“You wonder why you should leave a trunk with me?” Nan persisted, ignoring Cis’s suggestion of the gift. “Because it looks so horridly final when you’ve taken everything with you; you may want to come home again. At least you might let me hope that you will, let me feel I had a link with you.”
“I won’t come back next winter, Nanny; I’ll push on farther if Beaconhite doesn’t appreciate me—or I appreciate it. I don’t say I’ll never come back, but I know I’m going to keep away a while,” declared Cis. “So there’s no telling what I could get on without. And as to that word ‘home’ you used, where’s my home? In those trunks! A girl like me, without kith nor kin, boarding or lodging, hasn’t a home. Of course, I’ll always call this old town home, because I was born here and grew up here, but that’s nonsense, when you come to think of it. You’re the only thing here to come back to; I don’t need to leave a trunk to hitch me up to you, small Person! So your silly Cicely takes all she owns with her. Say, Nan, why do you suppose they didn’t nickname me Silly, instead of Cis? Comes just as straight from Cicely!”
“Oh, dear Cis! You always make me feel as if you were a kite and the rope was slipping through my fingers! You’re the friendliest thing, yet you don’t care one bit for people—unless it is for me?” sighed Nan. “Aren’t you going to say good-bye to Father Lennon? And—and—go to confession this afternoon before you start?”
Cis shook her head hard. “Not time for confession for me yet; not for quite a long while. I’ll turn up somewhere by Easter, maybe at Christmas! Don’t look bothered, good little Nan! I’m going to be honest whatever else I am. I often wonder if I’m honest to go at all. You don’t think God can like us to pretend, do you?” Cis turned unexpectedly serious.
“I think He likes us to hold on hard when we are tempted to let go, and that we can be honest in wanting to hold on, at least,” said Nan slowly. “I’m pretty sure this idea you have of being honest is dangerous. Isn’t it just as honest to receive the sacraments because you know you ought to, as because you happen to feel like it? And there’s more merit in it, so it is sure to earn the feeling for you after a while?”
Nan spoke hesitatingly; she stood in awe of Cis, of her cleverness, her reserves, and also her unreserve, which was likely at any time to shock Nan.

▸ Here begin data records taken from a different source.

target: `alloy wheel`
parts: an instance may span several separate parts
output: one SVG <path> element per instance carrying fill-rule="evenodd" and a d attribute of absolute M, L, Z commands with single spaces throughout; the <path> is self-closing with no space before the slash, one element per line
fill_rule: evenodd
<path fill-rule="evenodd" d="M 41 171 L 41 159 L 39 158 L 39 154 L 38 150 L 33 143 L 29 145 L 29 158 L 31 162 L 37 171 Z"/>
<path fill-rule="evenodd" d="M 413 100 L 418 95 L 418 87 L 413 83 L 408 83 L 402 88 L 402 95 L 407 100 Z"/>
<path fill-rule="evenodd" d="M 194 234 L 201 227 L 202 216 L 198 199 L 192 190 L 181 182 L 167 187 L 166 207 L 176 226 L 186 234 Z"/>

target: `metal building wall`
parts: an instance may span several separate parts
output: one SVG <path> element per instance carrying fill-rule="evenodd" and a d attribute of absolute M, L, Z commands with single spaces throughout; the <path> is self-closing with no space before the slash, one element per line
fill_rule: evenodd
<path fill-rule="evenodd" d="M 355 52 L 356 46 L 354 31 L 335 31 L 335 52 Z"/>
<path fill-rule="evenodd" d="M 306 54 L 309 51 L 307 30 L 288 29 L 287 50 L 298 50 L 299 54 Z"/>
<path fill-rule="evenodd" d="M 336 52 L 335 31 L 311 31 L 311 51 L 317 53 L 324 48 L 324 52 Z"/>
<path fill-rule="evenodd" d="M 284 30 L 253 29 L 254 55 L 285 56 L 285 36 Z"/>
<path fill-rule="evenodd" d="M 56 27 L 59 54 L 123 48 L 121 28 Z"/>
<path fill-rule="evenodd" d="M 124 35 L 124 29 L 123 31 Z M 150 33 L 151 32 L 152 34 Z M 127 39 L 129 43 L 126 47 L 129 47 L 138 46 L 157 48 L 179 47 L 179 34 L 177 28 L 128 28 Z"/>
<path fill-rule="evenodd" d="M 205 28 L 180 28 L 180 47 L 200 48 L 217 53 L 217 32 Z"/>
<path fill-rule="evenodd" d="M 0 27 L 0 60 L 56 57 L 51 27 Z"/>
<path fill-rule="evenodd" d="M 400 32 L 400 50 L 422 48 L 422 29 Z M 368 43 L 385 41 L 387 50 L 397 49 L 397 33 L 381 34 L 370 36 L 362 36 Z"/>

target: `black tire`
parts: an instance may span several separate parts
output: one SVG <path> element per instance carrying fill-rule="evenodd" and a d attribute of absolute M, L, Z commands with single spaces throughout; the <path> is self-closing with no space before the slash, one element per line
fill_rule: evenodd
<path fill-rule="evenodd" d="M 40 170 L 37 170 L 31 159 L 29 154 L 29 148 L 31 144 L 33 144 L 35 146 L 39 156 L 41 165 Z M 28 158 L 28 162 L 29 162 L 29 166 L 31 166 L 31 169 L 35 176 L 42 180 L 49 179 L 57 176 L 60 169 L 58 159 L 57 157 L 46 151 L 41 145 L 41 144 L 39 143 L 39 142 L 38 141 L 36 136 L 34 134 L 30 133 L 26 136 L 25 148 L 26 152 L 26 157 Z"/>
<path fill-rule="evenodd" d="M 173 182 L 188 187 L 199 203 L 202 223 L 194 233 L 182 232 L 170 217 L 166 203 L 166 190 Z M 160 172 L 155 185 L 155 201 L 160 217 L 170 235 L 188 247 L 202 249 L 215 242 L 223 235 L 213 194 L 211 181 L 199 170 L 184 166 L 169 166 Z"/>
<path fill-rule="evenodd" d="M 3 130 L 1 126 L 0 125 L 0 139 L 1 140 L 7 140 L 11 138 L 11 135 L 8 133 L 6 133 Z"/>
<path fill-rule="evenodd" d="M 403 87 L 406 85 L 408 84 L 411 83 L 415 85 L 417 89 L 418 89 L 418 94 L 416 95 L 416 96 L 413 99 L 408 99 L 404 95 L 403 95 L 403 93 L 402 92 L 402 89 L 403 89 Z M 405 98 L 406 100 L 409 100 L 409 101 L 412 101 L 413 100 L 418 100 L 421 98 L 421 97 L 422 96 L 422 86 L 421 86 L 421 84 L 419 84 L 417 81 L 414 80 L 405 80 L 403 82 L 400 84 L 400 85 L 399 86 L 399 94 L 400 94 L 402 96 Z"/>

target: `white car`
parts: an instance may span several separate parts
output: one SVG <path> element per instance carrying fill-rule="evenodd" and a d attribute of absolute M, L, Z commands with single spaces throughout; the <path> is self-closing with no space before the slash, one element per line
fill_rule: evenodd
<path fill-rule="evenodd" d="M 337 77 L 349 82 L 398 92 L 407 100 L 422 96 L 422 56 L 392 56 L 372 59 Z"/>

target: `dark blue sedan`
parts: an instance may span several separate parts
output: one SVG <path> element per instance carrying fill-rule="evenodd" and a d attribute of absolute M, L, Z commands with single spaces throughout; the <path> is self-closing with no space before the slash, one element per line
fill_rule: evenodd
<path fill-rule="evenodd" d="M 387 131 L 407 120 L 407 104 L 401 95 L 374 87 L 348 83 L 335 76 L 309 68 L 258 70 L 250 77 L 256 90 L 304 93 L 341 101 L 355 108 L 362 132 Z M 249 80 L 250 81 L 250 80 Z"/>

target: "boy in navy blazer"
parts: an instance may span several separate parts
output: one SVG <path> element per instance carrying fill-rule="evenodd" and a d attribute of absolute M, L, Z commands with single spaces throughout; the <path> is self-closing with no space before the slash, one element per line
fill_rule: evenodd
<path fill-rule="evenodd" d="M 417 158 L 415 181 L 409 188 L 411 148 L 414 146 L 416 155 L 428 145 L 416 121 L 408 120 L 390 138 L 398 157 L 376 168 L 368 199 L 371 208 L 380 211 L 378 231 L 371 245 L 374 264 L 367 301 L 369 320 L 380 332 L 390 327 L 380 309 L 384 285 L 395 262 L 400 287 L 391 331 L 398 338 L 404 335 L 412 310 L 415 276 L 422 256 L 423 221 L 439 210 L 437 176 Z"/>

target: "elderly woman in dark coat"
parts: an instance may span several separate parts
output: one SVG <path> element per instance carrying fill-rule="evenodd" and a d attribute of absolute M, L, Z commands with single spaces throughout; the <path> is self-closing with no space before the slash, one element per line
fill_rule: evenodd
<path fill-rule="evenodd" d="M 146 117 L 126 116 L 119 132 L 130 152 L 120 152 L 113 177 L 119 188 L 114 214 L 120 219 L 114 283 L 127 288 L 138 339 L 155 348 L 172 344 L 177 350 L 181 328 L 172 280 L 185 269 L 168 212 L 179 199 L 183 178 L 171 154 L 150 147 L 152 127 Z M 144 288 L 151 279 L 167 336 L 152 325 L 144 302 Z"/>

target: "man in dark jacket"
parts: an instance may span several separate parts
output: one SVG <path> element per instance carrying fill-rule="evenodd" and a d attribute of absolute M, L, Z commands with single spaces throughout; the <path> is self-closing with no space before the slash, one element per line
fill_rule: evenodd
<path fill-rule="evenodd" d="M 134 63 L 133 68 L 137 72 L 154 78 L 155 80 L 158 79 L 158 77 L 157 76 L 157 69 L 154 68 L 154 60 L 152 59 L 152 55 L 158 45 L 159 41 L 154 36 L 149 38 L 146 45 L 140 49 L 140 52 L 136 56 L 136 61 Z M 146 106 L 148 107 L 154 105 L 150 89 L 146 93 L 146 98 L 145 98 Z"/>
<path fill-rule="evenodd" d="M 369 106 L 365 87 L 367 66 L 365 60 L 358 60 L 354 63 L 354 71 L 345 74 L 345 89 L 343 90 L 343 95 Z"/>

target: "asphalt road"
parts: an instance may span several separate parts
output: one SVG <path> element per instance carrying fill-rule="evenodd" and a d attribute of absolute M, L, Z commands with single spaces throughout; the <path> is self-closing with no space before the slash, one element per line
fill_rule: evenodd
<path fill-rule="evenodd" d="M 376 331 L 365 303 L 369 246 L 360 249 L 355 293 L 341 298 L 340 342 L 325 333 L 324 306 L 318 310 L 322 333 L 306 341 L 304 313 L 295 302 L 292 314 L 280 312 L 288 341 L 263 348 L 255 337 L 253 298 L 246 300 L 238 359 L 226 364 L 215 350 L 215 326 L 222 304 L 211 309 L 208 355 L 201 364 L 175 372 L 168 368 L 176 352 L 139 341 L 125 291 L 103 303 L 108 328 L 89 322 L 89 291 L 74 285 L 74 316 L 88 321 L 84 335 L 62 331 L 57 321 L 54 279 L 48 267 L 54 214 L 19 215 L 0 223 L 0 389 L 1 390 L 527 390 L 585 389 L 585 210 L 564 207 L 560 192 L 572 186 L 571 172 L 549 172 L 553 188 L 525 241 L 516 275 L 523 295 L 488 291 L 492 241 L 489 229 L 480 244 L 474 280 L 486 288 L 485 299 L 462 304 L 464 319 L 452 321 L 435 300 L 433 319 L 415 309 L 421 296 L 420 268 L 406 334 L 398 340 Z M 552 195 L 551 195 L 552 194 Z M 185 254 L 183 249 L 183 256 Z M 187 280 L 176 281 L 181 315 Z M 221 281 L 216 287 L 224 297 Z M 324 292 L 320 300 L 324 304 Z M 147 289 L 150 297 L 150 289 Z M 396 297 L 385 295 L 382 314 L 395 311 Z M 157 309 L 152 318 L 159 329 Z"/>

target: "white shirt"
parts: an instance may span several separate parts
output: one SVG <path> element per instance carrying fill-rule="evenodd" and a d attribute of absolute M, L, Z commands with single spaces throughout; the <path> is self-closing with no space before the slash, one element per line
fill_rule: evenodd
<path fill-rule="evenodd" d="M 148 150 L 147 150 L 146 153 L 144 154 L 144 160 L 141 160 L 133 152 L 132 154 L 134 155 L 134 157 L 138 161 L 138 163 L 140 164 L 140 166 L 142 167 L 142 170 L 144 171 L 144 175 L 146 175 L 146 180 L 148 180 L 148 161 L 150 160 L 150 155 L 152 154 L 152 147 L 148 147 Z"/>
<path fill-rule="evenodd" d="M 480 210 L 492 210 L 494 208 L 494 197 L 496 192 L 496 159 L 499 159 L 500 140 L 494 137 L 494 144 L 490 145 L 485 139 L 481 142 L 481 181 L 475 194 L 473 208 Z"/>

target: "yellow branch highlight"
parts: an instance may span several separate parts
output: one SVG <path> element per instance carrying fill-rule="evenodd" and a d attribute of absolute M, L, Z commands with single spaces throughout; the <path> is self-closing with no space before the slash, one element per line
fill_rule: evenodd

“Maybe, nice Nanny,” Cis assented lightly. “I’m so full of pep that I don’t crave anything that life can’t give, and I don’t think I’m a great sinner, honest! I’m pretty square; I tell the truth; I hate lowness; I don’t harm people, I even like to oil other people’s springs when the going’s hard. I don’t know exactly what religion does mean to me; I’ve got some, at least I’d never be anything but Catholic, but I can’t see why I’m not living a decent life, better than some people’s who are at confession every couple of weeks or so.”
“Of course, Cis, and you’re a peach; you know what I think of you, part of it, anyway. But that’s not all of it. I’m no good at explaining, but all that’s just this world,” Nan faltered; she could have made her meaning clearer, but she shrank from preaching to Cis.
“This world it is, Nancy Bell! Where else is our address? I’ve heard about it; you mean what they say in church about ‘natural virtues.’ Well, I’d like to know who created nature, what’s wrong with natural virtue? It’s a nice, natural thing to be jolly, and kindly, and not jealous, or hen-minded—hen-minded and snake-acting! And you’ve got to own up that some pious people are just as jealous and harsh as can be, wouldn’t deal half as decently with other folks as Cis, the Sinner! So that same Cis can’t feel she’s so awfully a sinner! As to saying good-bye to Father Lennon, why on earth should I bother him and myself, now I’m going away, when I never saw him to talk to him when I was here?” Cis flicked a scarf into Nan’s face, adding:
“Smile awhile, Nancy! I may be headed wrong, but I’m not dying, and perhaps I’ll brace up and turn saintly before Father Lennon—or someone else—comes to say good-bye to me for good and all!”